The S&P 500 rose 116.01 points to 3,911.74. The Dow climbed 823.32 points to 31,500.68. The Nasdaq rose 375.43 points to 11,607.62.
Consumer sentiment at record low
Parts of the U.S. economy are still red-hot, particularly the jobs market, but some discouraging signals have emerged recently.
A report on Friday confirmed sentiment among consumers sank to its lowest point since the University of Michigan began keeping records, hurt in particular by high inflation.
Another lowlight this week suggested the U.S. manufacturing and services sectors aren't as strong as economists thought.
Such weakening data raise worries about the strength of the economy.
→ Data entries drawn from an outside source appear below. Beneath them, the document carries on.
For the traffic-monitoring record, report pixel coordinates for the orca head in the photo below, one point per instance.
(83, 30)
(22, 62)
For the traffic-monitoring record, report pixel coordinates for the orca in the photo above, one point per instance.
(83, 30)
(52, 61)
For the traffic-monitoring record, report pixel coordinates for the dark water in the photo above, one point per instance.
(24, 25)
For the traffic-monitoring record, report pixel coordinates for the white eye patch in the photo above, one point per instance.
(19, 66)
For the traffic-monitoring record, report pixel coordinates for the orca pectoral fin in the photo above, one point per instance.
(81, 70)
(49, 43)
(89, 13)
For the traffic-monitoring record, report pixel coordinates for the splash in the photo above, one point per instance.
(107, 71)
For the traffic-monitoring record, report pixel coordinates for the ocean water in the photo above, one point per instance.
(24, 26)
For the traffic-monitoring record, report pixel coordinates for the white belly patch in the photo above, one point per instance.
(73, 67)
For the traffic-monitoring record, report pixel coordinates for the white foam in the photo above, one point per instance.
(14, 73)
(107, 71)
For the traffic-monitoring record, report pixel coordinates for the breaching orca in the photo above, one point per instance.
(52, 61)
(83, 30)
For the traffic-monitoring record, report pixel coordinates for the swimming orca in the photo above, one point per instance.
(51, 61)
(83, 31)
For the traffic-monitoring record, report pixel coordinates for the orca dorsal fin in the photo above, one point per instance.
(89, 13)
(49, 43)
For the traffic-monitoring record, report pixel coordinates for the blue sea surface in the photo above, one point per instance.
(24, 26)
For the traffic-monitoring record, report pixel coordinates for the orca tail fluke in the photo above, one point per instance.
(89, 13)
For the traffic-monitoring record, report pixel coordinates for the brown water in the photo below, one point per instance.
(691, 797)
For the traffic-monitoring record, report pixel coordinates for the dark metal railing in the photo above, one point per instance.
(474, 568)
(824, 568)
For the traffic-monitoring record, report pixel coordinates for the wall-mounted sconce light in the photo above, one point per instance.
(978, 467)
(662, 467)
But they also can be good for financial markets, as paradoxical as that may seem.
They could mean less consumer demand fuelling inflation, which would ultimately mean the Federal Reserve doesn't have to raise rates so aggressively. And interest rates drive trading for everything from stocks to cryptocurrencies.
"We have seen a cooling off in a lot of areas, certainly. Gasoline purchases are down, housing prices appear to be cooling across the board," Frederick said. "To me all of this speaks to the fact what the Fed is doing now appears to at least be having some impact. Now, whether or not it's sufficient to bring inflation down, I don't think we know yet."